Maurice and Katia were exceptional personalities, together and apart – charming and funny but both tough as nuts. At one point in Fire of Love Maurice sets off across a lake of flesh-eating post-volcanic acid in an inflatable dingy. Katia just rolls her eyes, the same way I do when my husband forgets the milk. At another, the skin on Maurice’s shin actually melts and blisters in the volcanic heat, though he’s too busy filming to notice. Both Kraffts find this amusing. In her quieter way, slight, bird-like Katia was just as steely. ‘Should I tell the wall of death story?’ Dosa asks Boris. ‘I realise I’m going on a tangent here,’ Dosa says, ‘but when, I think, Katia was about 15, a fair came to her village and there was one of those rides that was called the Wall of Death and it was a motorcycle that spun horizontally and she hopped on it and was the only one to successfully ride it and became the talk of her town.’
The Kraffts might sound like thrill-seekers, but they weren’t. They were serious scientists and perhaps no one has ever done more to educate the world about the dangers as well as the beauty of volcanoes: ‘Merci, Maurice et Katja, mercy pour tout ce que vous avez donner!’ read a note pinned to their door after they died. But one of the inspiring things about this magical film is that it reminds you that scientific inquiry, joy and an almost mystical sense of wonder can, maybe should, go hand in hand. Boris says: ‘There are certain kinds of scientists throughout history who have felt this way. Feynman, for example. Maurice and Katia were just like that. For them, their contact with volcanos was the highest experience and they had a desire to always be around that and to be around it together. There is something so profound and deep and also so tragic and lonely about that.’

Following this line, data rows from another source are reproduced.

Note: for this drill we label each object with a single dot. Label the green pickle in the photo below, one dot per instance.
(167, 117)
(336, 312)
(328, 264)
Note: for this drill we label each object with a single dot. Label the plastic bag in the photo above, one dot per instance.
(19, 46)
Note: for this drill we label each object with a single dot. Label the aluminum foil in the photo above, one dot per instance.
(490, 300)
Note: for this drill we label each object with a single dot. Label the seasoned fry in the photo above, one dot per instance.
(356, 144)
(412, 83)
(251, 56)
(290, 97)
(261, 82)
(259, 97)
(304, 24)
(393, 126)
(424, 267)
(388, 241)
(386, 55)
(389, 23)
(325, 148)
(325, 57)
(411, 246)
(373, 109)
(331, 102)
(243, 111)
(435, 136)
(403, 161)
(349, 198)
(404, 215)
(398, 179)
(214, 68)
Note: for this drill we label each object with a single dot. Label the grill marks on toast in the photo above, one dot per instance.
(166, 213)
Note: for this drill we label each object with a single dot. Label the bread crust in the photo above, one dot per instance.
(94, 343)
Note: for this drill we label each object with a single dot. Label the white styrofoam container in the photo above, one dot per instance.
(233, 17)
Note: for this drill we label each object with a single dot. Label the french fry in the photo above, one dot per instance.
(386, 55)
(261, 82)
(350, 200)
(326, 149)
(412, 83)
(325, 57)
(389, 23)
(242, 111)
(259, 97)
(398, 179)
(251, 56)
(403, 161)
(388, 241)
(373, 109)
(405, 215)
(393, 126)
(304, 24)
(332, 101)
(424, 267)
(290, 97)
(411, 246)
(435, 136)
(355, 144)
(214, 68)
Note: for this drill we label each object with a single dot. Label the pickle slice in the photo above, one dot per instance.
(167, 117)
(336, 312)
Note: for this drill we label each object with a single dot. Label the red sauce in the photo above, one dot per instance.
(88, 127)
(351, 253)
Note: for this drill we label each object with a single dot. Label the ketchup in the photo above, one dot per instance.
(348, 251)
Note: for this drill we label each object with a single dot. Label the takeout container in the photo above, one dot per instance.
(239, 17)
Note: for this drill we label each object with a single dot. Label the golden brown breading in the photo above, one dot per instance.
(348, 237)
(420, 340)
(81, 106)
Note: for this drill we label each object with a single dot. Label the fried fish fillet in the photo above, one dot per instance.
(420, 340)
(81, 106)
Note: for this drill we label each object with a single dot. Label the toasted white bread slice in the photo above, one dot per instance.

Dosa turns to Boris: ‘Hearing you say that, it reminds me of a sentence that has always kind of haunted me in a book that Katia’s mom wrote. She wrote about how, when Katia went to Iceland in 1968 with Maurice and their other friend, Roland Haas, she came back in love with volcanos and the world, so inspired, so committed to this new pathway for life but there was something about her that seemed melancholy. It haunted me because I felt she was changed. I really feel that they both had this transcendent revelatory experience, and after that there is no going back, you can’t help but go towards that and that’s kind of how they chose to live their life.’
There are two different sorts of volcano: the red ones, overflowing with glowing gore from beneath the Earth’s crust, the volcanoes of nightmares and of six-year-old art, and the more deadly grey ones that erupt in a mushroom cloud of scalding smoke, ash and rock. It was the grey sort that got Katia and Maurice in the end. They were caught in the great blast, a pyroclastic flow that rolled out of Mount Unzen in Japan on 3 June 1991, and once you’ve seen Dosa’s dreamy, joyful film it seems hard to imagine that they could have gone any other way. ‘When I die, I want it to be at the edge of a volcano,’ Maurice is said to have said.
On 7 June, four days after the eruption, an article in the LA Times reported that investigators had found and identified the charred remains of the 37 people who’d died on Mount Unzen that day. The bodies of the two Kraffts were found closest to the crater’s rim, it said.
Fire of Love is in selected cinemas from 29 July.